Para isso, além da habilidade de fazer  condensações (metáforas), simbolizações e sobretudo, deslocamentos  (metonímias), o sujeito tem que contar com os acasos da Realidade.
Esta se posiciona como uma quarta instancia metapsicologica  que tem, na imprevisão e no acaso, suas leis próprias, fluindo soberana, impávida, colosso, na maior indiferença às nossas vontades e convivências. A Realidade do amor de A Dora(l)da cumpriu seu forte desempenho, na medida que dessa fonte de relação, tão pouca incerteza surgiu e muita firmeza houve, reasseguradora.
A amizade com Dalberto foi outro ponto de apoio significativo, surgindo da Realidade.
O encontro na estrada serviu de Repressão Externa, intrusiva, fazendo com que o mexido ( o inconsciente) permanecesse ali, a flor, a mão , Enquanto o Dalberto falava, Soropita reconvocou a Moça Clara, nomeou-a e deu-lhe uma função: avançou seu processo interno Excitante até os muitos homens da Garanhã, até chegar as bordas do Aversivo: o preto.
Foi da Realidade que Soropita teve a sorte de encontrar, junto no bando, com o Dalberto, o preto Iládio
Sua figura serviu, a pleno contento, para receber as identificações projetivas, de tudo aquilo de resíduo, de fel, de veneno, e de nojento, que resulta do trabalho com a inveja, com o ciúme e com o temor de ser traído. E foi depositando nele todo seu ódio e todas suas suspeitas, que Soropita criou um objeto demoníaco a ser escarmentado.
Na medida que o acaso tornou desnecessárias balas em carne humana, essas balas foram exultoriamente dirigidas ao marcador por excelência da vida da comunidade: o bronze do sino Aõ. O bode exultório de todo processo de crescimento pessoal. A vida assim, limpa, paga, podia recomeçar, quantas vezes preciso fosse.

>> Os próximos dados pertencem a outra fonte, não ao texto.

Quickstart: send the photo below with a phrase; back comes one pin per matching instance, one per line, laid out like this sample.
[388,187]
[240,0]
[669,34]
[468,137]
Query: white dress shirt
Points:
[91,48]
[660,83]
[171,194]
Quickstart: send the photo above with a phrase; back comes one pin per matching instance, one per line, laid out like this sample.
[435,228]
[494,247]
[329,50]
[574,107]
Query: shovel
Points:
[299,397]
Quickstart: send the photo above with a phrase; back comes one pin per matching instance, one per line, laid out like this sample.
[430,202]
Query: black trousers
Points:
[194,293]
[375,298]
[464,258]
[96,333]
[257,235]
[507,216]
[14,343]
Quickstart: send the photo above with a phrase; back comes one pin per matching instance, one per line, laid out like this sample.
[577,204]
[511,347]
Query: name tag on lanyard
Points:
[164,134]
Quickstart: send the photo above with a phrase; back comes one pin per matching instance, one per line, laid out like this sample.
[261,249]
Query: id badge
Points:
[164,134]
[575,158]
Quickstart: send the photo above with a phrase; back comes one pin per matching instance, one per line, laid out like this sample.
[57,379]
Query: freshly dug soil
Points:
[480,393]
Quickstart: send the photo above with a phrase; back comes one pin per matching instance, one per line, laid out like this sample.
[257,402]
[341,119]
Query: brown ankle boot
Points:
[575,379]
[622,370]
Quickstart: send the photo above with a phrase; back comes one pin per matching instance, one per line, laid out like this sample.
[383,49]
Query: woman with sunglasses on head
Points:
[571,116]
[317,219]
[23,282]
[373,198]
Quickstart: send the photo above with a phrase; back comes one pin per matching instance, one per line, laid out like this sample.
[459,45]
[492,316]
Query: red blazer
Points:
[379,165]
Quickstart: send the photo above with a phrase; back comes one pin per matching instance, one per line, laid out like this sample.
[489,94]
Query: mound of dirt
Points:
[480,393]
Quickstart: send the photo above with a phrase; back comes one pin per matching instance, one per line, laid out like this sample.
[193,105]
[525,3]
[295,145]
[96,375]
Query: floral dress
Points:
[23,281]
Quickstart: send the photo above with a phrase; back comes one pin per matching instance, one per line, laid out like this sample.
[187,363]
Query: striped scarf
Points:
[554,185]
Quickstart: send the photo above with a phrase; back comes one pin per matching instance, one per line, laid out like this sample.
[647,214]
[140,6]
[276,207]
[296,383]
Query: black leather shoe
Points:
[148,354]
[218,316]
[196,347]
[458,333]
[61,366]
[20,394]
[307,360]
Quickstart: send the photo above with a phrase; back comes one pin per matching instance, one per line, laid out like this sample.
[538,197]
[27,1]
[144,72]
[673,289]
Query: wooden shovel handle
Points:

Pensar em outras mulheres, ou, em Doralda com outros homens, era um secreto deleite a ser desfrutado, quantas vezes quisessem, sem as suspeitas e os venenos primitivos.
O Campo Frio estava fora de cogitação; a amizade com o Dalberto se firmava; o amor de Doralda crescera, sobranceiro.
E amor é  sede  depois  de  se  ter bem bebido...  pairando por cima de tudo. E ele, nele crescera, recuperara, o respeito próprio, avantajado por cima do preto e irradiado por alto e bom som, para que não pairasse dúvidas de quem ele era: Soropita.
Soropita é um Otelo que consegue elaborar e suplantar seu delírio de ciúme a tempo e a contento.
 
Umberto Eco afirma que:
 os livros falam sempre de outros livros e toda história conta uma história já contada.
 
Na correspondência de Guimarães Rosa com seu tradutor italiano Edoardo Bizzarri, encontramos indicações do autor dos livros onde se inspirou: O Cântico dos Cânticos; o Apocalipse de  João e a Divina Comédia, de Dante. Temas universais da humanidade, similares, reaparecem com a insuperável beleza de Rosa, no nosso Sertão.